OK, your blanket, hot chocolate with marshmallows, your Spidey-foot jammies...you're all set.
Concussion? Fah! Who needs medical attention when you've got hot cocoa? Again, Marvel Team-Up #59, "Some Say Spidey Will Die By Fire. ..Some Say By Ice!" Written by Chris Claremont, pencilled by John Byrne, inked by Dave Hunt.

Since last time was spent more-or-less gushing about Yellowjacket, this time we'll hit the plot; which, as I prefer, hits the ground running. Within the first two pages, Spidey's swinging home and gets sucker-punched by a flame blast, then an Iceman-style icicle.
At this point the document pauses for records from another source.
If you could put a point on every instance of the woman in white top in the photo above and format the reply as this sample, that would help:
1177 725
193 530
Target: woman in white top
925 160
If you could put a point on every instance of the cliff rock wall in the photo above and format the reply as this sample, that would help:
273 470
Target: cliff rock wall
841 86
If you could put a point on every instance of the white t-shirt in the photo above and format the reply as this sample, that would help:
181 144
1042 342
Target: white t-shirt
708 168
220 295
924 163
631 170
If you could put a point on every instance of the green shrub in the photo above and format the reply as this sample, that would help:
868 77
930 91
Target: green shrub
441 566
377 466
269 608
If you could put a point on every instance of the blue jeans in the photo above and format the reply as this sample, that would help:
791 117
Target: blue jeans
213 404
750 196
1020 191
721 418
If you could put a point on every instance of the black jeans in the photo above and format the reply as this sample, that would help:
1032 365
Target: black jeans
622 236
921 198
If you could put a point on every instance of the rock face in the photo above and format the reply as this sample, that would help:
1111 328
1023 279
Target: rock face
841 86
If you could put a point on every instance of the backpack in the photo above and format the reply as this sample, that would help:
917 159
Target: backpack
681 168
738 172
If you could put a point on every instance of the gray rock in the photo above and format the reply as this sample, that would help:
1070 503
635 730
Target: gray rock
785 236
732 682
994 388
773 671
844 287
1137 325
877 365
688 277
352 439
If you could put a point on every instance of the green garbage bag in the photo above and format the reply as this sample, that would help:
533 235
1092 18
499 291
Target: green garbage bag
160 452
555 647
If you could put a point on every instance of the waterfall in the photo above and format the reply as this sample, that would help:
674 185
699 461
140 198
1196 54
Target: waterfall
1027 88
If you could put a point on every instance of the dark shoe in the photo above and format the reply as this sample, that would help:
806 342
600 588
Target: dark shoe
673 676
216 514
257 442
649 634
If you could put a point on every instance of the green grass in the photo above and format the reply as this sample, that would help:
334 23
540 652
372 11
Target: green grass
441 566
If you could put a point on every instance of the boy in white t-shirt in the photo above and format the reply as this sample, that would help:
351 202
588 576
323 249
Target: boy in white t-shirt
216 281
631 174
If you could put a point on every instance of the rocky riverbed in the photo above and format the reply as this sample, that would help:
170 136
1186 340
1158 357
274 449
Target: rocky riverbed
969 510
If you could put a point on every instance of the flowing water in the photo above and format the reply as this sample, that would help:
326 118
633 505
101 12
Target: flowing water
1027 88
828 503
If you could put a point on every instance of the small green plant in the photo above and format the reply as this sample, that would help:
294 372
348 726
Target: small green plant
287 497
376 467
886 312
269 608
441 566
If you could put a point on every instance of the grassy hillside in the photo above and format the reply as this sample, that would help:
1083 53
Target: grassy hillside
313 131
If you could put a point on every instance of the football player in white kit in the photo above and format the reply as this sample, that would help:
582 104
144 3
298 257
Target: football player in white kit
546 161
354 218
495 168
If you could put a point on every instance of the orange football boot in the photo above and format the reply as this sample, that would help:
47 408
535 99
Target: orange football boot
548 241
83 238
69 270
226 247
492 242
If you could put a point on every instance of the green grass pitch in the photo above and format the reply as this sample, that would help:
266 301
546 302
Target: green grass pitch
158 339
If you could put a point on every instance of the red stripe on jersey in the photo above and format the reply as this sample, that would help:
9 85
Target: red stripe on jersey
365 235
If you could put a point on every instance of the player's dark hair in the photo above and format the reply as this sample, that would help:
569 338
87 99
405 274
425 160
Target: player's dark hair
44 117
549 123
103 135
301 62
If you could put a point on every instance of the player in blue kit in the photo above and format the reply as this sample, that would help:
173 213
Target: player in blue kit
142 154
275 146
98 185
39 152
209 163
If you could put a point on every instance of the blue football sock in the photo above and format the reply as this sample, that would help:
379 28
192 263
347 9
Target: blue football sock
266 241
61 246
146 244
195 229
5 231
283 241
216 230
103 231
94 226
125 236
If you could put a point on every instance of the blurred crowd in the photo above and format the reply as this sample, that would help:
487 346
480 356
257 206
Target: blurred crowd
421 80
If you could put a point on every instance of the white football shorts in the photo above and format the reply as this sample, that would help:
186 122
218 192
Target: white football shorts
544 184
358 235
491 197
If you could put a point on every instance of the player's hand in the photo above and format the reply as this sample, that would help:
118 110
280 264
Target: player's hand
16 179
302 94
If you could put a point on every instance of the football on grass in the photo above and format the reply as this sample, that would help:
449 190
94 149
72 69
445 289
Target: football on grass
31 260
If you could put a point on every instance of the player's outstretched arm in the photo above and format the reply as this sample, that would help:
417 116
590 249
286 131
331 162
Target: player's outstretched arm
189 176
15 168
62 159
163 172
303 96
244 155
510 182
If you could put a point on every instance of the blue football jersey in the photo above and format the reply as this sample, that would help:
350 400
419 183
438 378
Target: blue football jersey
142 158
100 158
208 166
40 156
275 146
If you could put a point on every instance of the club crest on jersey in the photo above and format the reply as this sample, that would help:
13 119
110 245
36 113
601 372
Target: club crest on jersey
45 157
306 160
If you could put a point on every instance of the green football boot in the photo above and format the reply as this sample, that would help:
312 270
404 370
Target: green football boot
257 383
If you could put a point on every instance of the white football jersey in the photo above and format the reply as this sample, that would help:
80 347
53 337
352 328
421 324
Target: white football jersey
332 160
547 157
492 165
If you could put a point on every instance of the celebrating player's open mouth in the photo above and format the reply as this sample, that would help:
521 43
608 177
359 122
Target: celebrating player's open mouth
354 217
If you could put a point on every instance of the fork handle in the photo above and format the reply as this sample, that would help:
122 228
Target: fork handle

Just before Spider-Man starts his fall into the river, Janet Pym, the Wasp, is waiting for her husband, Hank "Yellowjacket" Pym, to drag himself out of his lab. Where he'd been for a week. I must say, if I was down in my basement or my work for a week and my wife didn't see me, let's just say she probably wouldn't be greeting me in her lingerie. Well, maybe.

Hank mentions that he's upgraded his powers, not a bad idea for a guy on a team with Thor, Iron Man, Hercules, etc. (How come Hank always doubted himself, yet Hawkeye was completely confident about his place in the Avengers?) Before things get too heated with him and Jan, though, he sees the flash in the distance that zapped Spidey, and flies over to fish him out of the river.

He keeps the hot side hot...oh, forget it.
As Spidey recovers back at the Pyms' apartment, YJ (not much of a nickname there, so I don't think it's ever caught on) points out Iceman's currently in the Champions in L.A. and the Human Torch is out of town with the Fantastic Four, and if they didn't zap Spidey, who did? Spidey recalls a bad guy he may not have faced directly, but he had told the Torch and Iceman about, and they fought him: Equinox, the Thermo-dynamic Man. Even though the cover there looks like the Torch and Iceman spent most of the issue fighting each other; Equinox, who had both of their powers, gave them a hard time until they blew him up. Spidey figures he'll take care of it himself, when Equinox blows a hole through a wall, having followed YJ there.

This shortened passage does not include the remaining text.